だが、その前に一つ言っておかないといけない事がある。
「脱いでください」
「うっわぁ・・・」
声の方に視線を見やると、部屋の入口で楓さんが非常に複雑な表情で佇んでいた。
そしてそのまま襖を閉めて去ってしまった。
なんだろう。あらぬ誤解を受けた気がするが。
「なんで?」とみちるさんはいつものきょとんとした表情で答える。
「いや、間違いなくその着物お高いですよね?着替えてください」
前回の経験からすると着物は跡形もなく燃え尽きていたはずである。
この広い屋敷の主が袖を通している一品が安物とは考えにくい。
「んー大丈夫だよ。あんまり待たせるのもあれだし」
「誰か待たせてるんですか?」
葬儀屋でないのは確かだろう。
「んー実はちょっと異能者から相談受けててね」
「なんの異能者なんですか?」
「それがわからないんだよねー。でもなんか私の異能が干渉してるみたいで」
なるほど、それで一旦異能を無効化するために僕が呼び出されたわけだ。
みちるさんの場合は永遠に存在すること自体が異能なので本人の意志で制御できない。
というかこの人死ぬのに躊躇がなさすぎないだろうか。
「でも急いでいるなら、僕を待たずに楓さんあたりに斬って貰えば良いんじゃないですか?こんな便利な刀も有るわけですし」
「その刀自体は普通の刀だよ」
「いや・・・『退魔の太刀』って・・・」
「前の持ち主が『異能を無効化する異能者』だったからだよ。君が斬れば何でも良い」
「じゃぁもう少し扱いやすい凶器にしてくれませんかねぇ!?」
「いちばん斬られ慣れてるし」
・・・この人はどんな人生を送ってきたんだろうか。
「こう、カッコよくズバッと!」
「・・・致命傷になれば何でも良いんじゃないですか?」
どうにも死に様には拘りが有るらしい。
もったいない気もするが着物ごとバッサリ行くことにした。
自分も些か人斬りに躊躇がなくなってきたように感じる。
人前で刃物を持つのは控えたほうが良いだろう・・・・。
太刀を大きく振りかぶりみちるさんに振り下ろすと、確かな手応えがあり、
直後、霧のように霧散した。
みちるさんと、そして背景が。
次々に後ろの景色が溶けていき、太刀も霧散し、何もない真っ白な、いや、真っ暗だろうか、何もない空間が漠然と広がっていく。
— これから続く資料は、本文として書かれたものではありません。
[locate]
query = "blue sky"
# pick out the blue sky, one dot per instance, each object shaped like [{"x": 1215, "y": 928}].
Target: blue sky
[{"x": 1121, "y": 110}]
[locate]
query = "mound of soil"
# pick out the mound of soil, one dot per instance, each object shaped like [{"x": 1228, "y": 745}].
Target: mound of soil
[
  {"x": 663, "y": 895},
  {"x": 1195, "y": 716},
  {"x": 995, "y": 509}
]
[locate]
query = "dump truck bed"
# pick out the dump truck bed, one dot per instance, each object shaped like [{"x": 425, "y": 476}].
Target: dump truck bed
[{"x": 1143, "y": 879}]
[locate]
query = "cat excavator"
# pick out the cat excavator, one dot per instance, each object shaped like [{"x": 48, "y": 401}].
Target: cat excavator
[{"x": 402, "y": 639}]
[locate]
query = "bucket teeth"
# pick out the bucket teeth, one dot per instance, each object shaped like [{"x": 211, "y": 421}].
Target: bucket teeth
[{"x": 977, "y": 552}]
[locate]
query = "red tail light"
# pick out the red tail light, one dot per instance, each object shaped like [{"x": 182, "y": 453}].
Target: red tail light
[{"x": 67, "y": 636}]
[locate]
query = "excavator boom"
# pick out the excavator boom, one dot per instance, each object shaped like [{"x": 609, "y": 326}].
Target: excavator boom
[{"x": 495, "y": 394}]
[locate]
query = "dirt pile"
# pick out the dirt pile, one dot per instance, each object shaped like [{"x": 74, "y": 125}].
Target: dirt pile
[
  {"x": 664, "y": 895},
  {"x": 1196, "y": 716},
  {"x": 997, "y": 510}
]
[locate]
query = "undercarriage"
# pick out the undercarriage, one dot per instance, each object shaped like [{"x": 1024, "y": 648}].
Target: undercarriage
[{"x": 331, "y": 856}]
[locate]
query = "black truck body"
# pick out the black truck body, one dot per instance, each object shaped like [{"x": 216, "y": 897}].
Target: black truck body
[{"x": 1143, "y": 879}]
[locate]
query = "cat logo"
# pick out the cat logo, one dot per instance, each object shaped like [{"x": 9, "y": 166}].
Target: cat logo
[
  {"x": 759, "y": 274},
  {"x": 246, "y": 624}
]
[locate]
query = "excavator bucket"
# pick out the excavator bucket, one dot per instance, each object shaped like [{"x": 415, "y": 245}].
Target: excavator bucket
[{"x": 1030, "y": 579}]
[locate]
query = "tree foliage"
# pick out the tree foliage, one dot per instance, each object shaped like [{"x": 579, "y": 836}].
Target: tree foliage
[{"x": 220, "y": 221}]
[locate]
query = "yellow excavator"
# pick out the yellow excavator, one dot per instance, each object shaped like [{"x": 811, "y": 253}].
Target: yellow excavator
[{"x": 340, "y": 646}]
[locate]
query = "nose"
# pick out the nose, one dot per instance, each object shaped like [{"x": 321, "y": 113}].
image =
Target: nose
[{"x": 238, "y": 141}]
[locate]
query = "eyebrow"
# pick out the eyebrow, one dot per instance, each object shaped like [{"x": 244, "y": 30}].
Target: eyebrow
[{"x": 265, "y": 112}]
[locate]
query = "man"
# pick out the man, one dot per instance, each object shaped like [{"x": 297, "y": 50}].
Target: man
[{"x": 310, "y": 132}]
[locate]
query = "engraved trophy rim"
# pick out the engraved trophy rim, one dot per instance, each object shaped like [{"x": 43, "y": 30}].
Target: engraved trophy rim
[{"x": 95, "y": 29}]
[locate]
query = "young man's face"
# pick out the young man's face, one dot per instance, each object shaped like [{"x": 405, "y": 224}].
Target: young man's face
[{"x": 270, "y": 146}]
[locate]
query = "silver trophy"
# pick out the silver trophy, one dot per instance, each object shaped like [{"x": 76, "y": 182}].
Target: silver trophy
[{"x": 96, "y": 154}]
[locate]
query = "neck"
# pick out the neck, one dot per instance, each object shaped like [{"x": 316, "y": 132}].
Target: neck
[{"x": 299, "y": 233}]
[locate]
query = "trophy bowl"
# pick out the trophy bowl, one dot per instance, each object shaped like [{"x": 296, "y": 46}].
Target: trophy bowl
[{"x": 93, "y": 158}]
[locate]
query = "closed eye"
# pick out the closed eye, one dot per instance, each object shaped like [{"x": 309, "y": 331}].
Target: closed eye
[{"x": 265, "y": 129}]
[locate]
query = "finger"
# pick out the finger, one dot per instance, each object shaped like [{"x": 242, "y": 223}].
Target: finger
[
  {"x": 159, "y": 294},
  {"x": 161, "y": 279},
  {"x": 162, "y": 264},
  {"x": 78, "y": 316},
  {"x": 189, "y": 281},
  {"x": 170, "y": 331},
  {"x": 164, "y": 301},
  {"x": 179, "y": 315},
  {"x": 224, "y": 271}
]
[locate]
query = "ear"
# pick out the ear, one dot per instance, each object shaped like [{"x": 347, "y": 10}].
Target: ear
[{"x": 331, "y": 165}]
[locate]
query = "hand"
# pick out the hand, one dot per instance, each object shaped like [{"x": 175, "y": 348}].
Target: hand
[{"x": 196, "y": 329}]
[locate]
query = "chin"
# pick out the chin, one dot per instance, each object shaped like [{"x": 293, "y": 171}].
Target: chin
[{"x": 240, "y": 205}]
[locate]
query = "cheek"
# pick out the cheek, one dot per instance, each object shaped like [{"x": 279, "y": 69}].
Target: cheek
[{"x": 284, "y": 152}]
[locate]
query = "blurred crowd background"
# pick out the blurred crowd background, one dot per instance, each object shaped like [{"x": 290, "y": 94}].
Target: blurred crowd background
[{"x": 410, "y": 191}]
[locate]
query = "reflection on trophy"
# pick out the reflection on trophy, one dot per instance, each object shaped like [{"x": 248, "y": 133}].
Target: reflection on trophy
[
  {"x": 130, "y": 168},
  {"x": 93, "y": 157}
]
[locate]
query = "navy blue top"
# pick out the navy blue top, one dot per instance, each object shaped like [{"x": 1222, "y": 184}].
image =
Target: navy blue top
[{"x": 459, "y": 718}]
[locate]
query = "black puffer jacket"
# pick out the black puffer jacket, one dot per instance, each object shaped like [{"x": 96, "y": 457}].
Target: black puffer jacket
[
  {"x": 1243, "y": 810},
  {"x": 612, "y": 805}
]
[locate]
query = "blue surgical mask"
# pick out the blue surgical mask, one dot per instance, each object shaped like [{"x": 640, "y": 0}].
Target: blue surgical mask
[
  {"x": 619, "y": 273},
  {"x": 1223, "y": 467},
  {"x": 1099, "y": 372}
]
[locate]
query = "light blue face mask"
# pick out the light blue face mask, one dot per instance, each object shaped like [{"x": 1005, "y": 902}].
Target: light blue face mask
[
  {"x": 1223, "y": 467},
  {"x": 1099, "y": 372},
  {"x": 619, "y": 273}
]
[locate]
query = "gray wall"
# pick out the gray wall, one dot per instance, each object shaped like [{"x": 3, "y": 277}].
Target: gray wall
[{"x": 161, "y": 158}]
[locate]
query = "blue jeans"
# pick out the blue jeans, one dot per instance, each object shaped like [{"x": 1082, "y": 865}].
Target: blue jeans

なんだこれは。と声に出そうとしたが音を伝える物はなく、足元もなくなり、虚無に放り出された。
自分の形もわからないままあがき、手を伸ばして
・・・
楓さんを押し倒していた。
「・・・」
「・・・・・」
「・・・・・・・」
「・・・・・・・・・」
「・・・・・・いいですよ」
何がだ。
ガバリと起き上がりあたりを見回すと、見慣れた自分の部屋だった。
どういうことだ?先程までみちるさんの屋敷にいたはずである。
というか、なんで楓さんがこの部屋に居るのだろう?
「そうだ、みちるさんは!?」
そう言って楓さんに向き直ると枕が吹っ飛んできて僕はふっとばされた。